For all the uncertainty and concerns the US-Iran-Israel war is causing for oil prices, interest rates, inflation, the global economy and equity prices, it seems US analysts are not concerned. In fact, the earnings picture for corporate America remains, perhaps surprisingly, intact — even improving.
Over the past three months, analysts have raised their projected earnings for the S&P 500 companies by 8%. Factset’s data as of March 26 shows the S&P 500 bottom-up analyst price target implies 28.9% upside with 8 of 11 sectors showing analysts raising price targets.
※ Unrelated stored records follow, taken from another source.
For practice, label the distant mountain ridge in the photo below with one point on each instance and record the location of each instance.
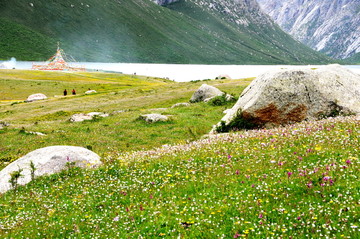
(329, 26)
(184, 31)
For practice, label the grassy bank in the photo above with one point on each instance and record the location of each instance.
(125, 97)
(299, 181)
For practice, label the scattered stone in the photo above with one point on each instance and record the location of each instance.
(35, 97)
(180, 105)
(229, 97)
(35, 133)
(89, 116)
(293, 95)
(159, 109)
(226, 111)
(205, 92)
(48, 161)
(90, 92)
(4, 125)
(118, 112)
(223, 77)
(152, 118)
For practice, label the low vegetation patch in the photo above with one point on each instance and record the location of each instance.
(163, 181)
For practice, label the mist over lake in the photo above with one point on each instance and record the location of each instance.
(184, 72)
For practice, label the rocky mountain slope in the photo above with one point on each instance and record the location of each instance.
(329, 26)
(158, 31)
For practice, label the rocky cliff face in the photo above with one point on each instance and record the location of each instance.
(329, 26)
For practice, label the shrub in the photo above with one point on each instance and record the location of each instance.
(236, 124)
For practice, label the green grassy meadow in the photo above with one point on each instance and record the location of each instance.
(164, 180)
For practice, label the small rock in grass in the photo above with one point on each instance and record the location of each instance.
(180, 105)
(47, 161)
(90, 92)
(152, 118)
(89, 116)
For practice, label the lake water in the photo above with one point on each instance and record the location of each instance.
(182, 72)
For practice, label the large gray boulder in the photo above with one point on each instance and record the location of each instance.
(48, 161)
(293, 95)
(35, 97)
(205, 92)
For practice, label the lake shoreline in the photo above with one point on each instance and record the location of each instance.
(184, 72)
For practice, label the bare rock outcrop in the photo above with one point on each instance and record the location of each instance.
(292, 95)
(47, 161)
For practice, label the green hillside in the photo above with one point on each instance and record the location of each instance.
(164, 180)
(140, 31)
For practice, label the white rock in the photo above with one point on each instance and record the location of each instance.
(36, 97)
(48, 161)
(152, 118)
(287, 96)
(89, 116)
(205, 92)
(180, 105)
(90, 92)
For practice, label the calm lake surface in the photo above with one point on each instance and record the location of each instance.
(182, 72)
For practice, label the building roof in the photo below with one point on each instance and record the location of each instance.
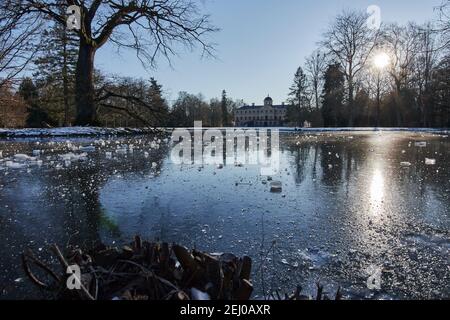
(259, 107)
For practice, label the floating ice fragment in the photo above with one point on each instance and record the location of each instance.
(421, 144)
(73, 157)
(15, 165)
(87, 148)
(23, 157)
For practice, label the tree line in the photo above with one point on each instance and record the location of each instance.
(392, 76)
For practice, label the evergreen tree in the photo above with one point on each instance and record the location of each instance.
(56, 70)
(333, 96)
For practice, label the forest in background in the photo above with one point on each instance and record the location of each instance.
(339, 85)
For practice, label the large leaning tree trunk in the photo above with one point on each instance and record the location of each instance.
(152, 28)
(84, 86)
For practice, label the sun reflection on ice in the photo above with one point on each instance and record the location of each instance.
(377, 192)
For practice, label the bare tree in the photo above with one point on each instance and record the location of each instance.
(403, 45)
(315, 68)
(350, 42)
(17, 43)
(151, 28)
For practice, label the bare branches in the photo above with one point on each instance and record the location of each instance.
(155, 28)
(18, 35)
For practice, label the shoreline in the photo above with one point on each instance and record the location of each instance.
(99, 131)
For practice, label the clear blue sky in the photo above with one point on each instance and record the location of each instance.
(259, 47)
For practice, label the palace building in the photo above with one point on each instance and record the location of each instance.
(267, 115)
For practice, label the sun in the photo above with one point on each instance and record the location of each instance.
(381, 60)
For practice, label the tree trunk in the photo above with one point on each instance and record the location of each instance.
(84, 86)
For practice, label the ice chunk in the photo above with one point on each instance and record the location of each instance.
(421, 144)
(276, 186)
(73, 157)
(15, 165)
(87, 149)
(23, 157)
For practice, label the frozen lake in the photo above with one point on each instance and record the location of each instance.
(350, 202)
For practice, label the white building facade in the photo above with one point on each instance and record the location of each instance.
(267, 115)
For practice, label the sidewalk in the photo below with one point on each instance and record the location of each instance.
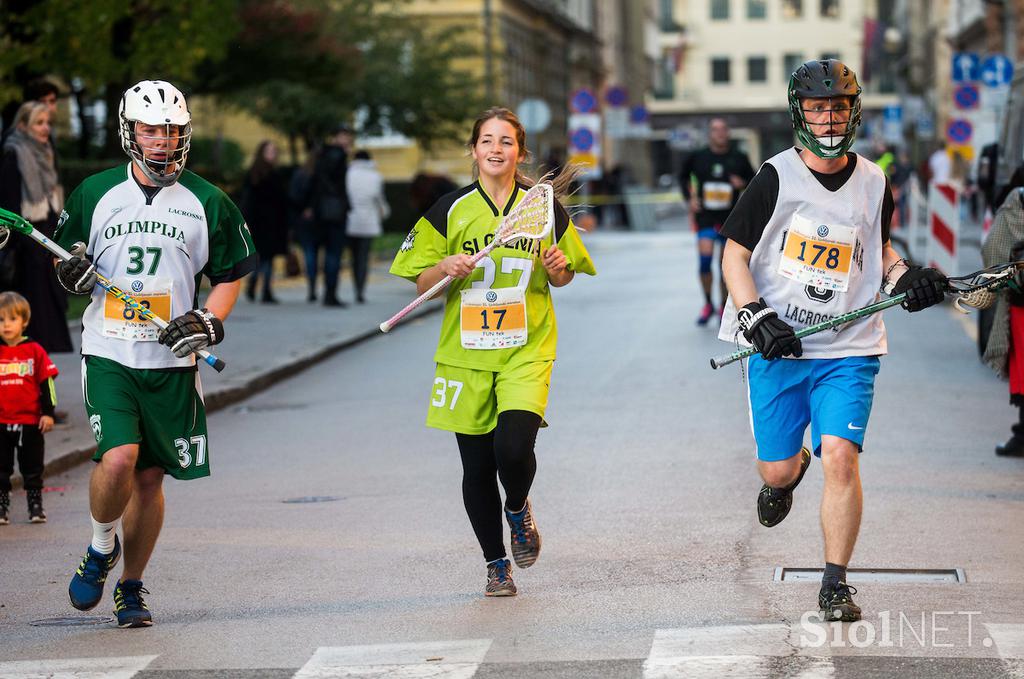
(263, 344)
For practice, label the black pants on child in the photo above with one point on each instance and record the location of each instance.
(506, 454)
(27, 441)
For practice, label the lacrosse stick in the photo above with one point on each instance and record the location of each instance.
(975, 290)
(11, 221)
(531, 218)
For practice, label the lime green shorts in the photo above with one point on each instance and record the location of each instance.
(161, 411)
(468, 401)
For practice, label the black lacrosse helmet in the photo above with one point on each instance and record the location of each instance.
(819, 79)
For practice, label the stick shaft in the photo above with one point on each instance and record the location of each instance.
(727, 358)
(434, 289)
(121, 295)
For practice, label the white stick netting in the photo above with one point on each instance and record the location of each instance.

The damage to sentiment, however, is real and visible. As of yesterday’s close the tech-heavy Nasdaq has slipped firmly into correction territory, down more than 10% from its October peak. The Dow Jones and the S&P 500 are both flirting with the same threshold, teetering on the edge of a correction of their own. For investors who had grown accustomed to a relentless grind higher through much of 2024 and into early 2025, the pullback has been jarring.
But it is worth being precise about what is actually falling here. This is, at its core, a decline in investor sentiment — a compression of the premium that markets were willing to pay for future earnings — rather than a deterioration in the earnings estimates themselves. The S&P 500’s forward price-to-earnings multiple has retreated from its peak of over 23 times to just around 20 times. That is a meaningful re-rating, and it explains much of the index-level pain. Investors are paying less for each dollar of future profit, not because those profits are disappearing, but because uncertainty has a price.
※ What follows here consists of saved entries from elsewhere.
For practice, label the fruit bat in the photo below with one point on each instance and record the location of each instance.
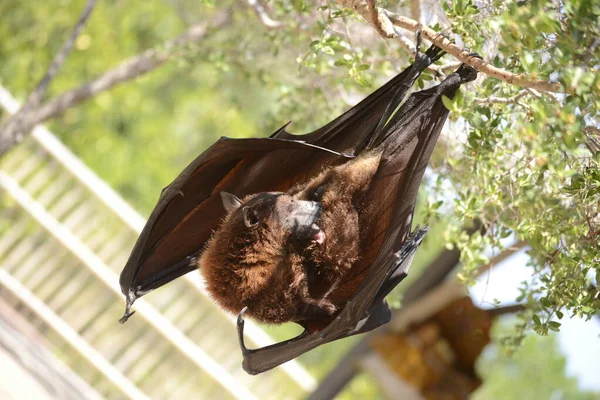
(395, 139)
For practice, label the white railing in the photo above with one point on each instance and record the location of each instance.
(68, 222)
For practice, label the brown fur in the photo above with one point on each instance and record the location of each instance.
(268, 269)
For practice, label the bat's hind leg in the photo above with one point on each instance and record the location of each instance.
(367, 309)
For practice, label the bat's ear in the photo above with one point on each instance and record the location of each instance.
(230, 202)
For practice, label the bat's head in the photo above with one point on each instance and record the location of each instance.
(273, 217)
(251, 249)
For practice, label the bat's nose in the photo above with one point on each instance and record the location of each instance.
(304, 217)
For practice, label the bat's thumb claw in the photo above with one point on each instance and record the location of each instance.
(241, 315)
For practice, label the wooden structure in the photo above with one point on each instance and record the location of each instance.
(64, 238)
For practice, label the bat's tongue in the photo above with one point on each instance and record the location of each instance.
(319, 236)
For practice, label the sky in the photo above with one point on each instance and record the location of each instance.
(579, 339)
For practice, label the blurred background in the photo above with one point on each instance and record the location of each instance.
(75, 193)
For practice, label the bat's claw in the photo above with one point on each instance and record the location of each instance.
(240, 326)
(474, 55)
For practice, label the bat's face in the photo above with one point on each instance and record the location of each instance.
(250, 259)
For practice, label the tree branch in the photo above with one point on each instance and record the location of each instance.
(501, 100)
(40, 91)
(13, 130)
(385, 19)
(264, 16)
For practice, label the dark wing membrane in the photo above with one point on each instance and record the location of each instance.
(189, 209)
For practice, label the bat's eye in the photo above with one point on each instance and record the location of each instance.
(317, 195)
(250, 217)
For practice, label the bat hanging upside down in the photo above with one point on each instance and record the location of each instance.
(322, 232)
(283, 255)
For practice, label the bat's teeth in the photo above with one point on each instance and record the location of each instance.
(319, 237)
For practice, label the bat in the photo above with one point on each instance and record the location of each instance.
(399, 137)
And the profits, for now, are holding up remarkably well. The twelve-month forward EPS level sits at $330.49 — a figure that has risen steadily and with remarkable consistency since 2022, barely flinching in the face of the current turbulence. Full-year estimates for 2026 sit near $311, with 2027 already pencilled in above $365 and 2028 approaching $415.

The trajectory is not just high — it is accelerating. Twelve-month forward EPS growth is now running at over 17%, its strongest pace since 2020.

The sector-level picture is where things get genuinely interesting. Energy has seen the most dramatic upward revision this month, with its 12-month forward EPS growth estimate surging from around 2% at the start of March to above 7% by month’s end. That is the kind of move that reflects a rapid repricing of the commodity and geopolitical environment — energy, unsurprisingly, benefits from the sky high price of crude oil.
What is more striking, though, is the breadth of the revision cycle. All eleven S&P 500 sectors have registered positive earnings revisions over the course of this month. Every single one. Even Industrials — a sector burdened by capital intensity and interest rates — has come in flat to modestly higher.

The tension, then, is clear — and it cannot hold indefinitely. Markets are pricing in more fear. Earnings estimates are pricing in more growth. These two realities are pulling in opposite directions, and the rope between them is fraying. Something will have to give.